Alle sette del mattino di una uggiosa domenica di dicembre, Milano è bella. Il cielo è ancora buio, poco prima dell’alba. Risplendono le luci natalizie del negozio all’angolo e su qualche balcone. Poche anche le finestre illuminate… La luce giallastra dei lampioni fende la nebbiolina che si alza dall’asfalto.
Viale Monza quasi vuoto: la giornalaia ingoffata in una serie di maglie indossate una sull’altra per difendersi dal freddo mi conta il resto con le dita intirizzite che spuntano dai mezzi guanti. Prendiamo la metropolitana per Precotto, dove è parcheggiata la macchina.
I vagoni sono vuoti o quasi. Una ragazza, i piedi abbarbicati ad un trolley, la testa abbandonata contro la parete, dorme: una fine ciocca di capelli si muove regolarmente al ritmo del suo respiro.
Un uomo con una cuffia marchiata D&G, pantaloni sdruciti, sembra anche assopito, ma ad un tratto apre gli occhi e ingolla una grossa sorsata di birra da una bottiglia senza tappo che tiene tra le mani.
Poi c’è lei.
Sembra uscita da un quadro di Tamara de Lempika. Non giovanissima, ma davvero bella.
Cappottino nero aderente, stivaletti stringati alti sulla caviglia, un viso pallido dove spiccano gli occhi cerchiati di nero e una bocca rosso fuoco.

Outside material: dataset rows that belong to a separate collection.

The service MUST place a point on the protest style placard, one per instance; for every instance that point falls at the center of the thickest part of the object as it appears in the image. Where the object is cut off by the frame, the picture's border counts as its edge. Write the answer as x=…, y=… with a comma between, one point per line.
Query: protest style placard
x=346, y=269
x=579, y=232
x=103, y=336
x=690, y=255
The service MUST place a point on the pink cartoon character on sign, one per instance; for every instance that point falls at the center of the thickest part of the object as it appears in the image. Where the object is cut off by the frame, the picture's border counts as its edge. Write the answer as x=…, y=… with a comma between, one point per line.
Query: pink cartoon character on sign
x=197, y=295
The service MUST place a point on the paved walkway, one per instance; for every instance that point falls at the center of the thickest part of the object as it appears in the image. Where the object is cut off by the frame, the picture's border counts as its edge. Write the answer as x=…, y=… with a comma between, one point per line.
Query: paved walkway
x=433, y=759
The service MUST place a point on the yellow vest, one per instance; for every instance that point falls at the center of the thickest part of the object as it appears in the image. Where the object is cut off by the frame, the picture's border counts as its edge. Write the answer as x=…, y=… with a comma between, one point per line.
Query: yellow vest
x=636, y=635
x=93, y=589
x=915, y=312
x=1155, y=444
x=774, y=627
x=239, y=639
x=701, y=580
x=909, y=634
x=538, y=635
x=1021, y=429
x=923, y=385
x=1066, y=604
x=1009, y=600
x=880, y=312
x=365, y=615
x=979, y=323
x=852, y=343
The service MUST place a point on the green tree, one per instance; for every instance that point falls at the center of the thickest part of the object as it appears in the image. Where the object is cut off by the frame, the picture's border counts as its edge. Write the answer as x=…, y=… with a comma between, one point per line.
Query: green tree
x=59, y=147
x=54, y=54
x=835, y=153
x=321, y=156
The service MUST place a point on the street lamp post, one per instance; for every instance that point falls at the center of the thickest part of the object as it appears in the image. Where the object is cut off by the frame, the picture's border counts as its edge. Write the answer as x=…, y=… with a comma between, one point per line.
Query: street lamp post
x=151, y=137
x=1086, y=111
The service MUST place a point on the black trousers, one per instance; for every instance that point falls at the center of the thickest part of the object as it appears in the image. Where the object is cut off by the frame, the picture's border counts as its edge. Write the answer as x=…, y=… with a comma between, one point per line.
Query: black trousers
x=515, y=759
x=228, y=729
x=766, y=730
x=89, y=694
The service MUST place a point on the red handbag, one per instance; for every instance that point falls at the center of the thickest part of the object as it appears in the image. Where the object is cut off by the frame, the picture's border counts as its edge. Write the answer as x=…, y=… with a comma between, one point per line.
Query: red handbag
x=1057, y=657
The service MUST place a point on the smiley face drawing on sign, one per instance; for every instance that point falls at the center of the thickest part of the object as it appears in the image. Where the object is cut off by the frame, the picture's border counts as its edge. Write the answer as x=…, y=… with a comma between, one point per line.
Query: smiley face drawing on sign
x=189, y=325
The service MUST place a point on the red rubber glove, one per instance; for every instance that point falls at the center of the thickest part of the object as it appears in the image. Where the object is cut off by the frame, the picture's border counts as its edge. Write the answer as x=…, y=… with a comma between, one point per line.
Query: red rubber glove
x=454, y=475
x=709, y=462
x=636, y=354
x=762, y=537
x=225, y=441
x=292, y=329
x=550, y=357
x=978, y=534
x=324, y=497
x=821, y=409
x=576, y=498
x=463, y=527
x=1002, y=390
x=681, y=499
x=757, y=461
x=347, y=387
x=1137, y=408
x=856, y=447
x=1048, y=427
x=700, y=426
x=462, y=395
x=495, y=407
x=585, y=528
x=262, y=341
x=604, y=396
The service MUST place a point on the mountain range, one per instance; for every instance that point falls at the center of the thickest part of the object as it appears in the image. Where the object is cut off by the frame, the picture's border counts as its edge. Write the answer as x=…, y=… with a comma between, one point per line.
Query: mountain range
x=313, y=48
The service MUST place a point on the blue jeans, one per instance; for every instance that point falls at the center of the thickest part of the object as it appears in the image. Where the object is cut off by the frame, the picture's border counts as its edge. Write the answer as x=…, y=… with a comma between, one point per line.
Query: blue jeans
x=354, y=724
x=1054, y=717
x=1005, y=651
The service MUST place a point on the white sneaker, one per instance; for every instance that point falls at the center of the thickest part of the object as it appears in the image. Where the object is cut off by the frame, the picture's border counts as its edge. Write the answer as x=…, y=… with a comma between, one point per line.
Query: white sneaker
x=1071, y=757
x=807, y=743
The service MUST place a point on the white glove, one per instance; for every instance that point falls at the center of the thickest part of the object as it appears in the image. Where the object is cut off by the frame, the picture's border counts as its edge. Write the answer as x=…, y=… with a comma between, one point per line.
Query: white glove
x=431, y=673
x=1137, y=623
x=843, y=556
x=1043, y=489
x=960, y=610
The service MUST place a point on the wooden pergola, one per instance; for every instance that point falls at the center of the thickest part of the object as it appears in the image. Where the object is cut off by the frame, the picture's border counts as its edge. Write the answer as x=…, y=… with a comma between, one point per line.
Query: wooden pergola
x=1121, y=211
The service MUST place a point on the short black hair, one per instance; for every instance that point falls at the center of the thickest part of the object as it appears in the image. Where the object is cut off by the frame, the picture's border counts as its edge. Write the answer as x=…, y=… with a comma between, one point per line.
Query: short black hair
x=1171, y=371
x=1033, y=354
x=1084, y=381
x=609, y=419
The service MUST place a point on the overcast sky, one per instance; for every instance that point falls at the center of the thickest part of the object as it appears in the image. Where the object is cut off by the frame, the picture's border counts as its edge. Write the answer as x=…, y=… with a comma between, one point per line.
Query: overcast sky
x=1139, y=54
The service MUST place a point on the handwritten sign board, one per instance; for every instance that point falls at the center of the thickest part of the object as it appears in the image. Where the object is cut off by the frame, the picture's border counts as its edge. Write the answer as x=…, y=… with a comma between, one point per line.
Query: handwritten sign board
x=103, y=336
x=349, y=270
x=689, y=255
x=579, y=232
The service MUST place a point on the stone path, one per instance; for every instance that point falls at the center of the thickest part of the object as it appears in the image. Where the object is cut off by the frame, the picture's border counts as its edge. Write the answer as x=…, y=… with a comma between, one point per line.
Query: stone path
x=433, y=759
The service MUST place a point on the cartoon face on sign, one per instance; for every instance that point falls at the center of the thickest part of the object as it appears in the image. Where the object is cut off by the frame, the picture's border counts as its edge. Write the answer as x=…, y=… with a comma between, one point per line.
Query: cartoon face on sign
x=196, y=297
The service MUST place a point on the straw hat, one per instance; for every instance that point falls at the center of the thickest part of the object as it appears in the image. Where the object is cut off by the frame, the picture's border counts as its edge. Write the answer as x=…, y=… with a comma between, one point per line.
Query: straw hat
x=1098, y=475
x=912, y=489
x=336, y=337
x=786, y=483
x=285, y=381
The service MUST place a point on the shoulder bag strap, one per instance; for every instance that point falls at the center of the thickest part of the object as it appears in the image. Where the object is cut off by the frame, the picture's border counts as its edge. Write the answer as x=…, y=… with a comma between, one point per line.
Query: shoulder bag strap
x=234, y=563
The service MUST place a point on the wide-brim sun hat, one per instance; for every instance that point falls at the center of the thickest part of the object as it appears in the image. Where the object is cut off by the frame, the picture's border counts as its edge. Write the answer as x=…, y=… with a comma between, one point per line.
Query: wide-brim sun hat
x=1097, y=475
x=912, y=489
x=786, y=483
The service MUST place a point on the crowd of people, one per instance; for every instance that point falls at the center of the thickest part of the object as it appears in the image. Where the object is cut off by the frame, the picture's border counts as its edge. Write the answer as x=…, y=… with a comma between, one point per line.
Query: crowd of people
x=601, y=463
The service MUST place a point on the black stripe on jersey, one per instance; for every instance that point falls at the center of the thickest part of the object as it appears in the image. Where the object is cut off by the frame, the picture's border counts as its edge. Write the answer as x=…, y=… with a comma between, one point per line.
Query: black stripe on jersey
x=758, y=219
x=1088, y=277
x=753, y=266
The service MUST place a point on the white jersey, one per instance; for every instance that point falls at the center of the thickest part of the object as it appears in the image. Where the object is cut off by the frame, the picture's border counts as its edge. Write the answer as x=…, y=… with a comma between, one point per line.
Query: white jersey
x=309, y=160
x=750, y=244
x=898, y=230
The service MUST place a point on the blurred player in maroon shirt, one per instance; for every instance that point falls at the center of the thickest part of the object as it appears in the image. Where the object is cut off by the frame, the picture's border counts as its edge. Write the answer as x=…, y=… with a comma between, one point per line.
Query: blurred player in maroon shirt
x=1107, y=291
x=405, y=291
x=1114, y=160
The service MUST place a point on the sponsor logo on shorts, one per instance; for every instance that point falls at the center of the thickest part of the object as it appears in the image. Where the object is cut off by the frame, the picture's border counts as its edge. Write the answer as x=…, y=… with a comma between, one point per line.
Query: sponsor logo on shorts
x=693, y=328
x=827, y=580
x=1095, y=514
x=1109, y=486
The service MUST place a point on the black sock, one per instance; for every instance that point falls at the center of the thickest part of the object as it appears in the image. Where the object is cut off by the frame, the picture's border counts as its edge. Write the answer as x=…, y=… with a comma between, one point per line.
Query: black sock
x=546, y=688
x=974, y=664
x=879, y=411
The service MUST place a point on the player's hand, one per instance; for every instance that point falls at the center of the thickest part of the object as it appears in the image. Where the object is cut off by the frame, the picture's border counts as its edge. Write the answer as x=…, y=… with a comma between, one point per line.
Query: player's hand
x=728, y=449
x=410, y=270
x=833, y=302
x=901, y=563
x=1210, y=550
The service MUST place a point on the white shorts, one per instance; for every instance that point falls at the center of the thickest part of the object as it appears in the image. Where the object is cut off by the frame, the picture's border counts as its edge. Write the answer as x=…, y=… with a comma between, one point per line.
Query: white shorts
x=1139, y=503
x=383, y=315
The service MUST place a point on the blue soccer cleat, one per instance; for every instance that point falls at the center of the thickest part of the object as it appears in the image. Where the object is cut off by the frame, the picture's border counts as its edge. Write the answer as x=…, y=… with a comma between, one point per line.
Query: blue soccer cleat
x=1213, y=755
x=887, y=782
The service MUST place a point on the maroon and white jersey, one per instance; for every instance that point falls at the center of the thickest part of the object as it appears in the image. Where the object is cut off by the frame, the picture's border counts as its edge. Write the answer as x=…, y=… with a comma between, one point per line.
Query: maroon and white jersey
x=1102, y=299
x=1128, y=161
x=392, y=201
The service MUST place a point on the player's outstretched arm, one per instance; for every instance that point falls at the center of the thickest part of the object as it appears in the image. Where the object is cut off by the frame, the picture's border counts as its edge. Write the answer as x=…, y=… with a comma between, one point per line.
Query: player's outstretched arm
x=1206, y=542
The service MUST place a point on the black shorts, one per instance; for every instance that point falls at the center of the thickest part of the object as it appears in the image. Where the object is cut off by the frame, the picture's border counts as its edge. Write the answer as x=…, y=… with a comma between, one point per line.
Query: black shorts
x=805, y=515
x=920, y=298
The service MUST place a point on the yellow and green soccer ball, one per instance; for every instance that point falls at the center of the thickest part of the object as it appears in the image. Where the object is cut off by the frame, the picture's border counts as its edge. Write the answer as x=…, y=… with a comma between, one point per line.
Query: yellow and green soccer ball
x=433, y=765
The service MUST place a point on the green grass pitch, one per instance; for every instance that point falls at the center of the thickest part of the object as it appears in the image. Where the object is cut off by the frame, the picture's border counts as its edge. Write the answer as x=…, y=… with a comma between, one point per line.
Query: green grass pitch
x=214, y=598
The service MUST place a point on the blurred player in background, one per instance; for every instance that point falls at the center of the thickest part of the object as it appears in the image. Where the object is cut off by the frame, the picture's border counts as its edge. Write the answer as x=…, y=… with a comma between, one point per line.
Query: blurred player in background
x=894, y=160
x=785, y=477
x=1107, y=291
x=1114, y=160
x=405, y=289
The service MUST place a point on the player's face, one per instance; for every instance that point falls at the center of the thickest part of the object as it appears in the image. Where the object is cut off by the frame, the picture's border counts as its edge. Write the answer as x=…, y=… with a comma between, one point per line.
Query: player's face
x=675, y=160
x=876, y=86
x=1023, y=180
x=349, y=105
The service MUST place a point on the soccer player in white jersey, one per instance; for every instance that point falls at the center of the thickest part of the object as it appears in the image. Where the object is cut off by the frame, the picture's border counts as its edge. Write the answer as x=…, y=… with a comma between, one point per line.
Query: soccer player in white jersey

In testa una cloche in feltro nero guarnito da un fiore sempre di feltro, dalla quale fuoriescono due virgole di capelli scuri. Sembra fuori luogo in questo posto ed a quest’ora.
Ritiriamo l’auto, ritorniamo in viale Monza per caricare le valigie.
Piove, non piove… il pave’ è traslucido, sembra tirato a cera. L’auto sobbalza per tutta la via Leoncavallo. Ormai il cielo va schiarendosi. I lampioni un poco alla volta si spengono.
Ecco la Torre Mediaset… e poco dopo il casello dell’autostrada.
Ciao Milano… si ritorna a casa.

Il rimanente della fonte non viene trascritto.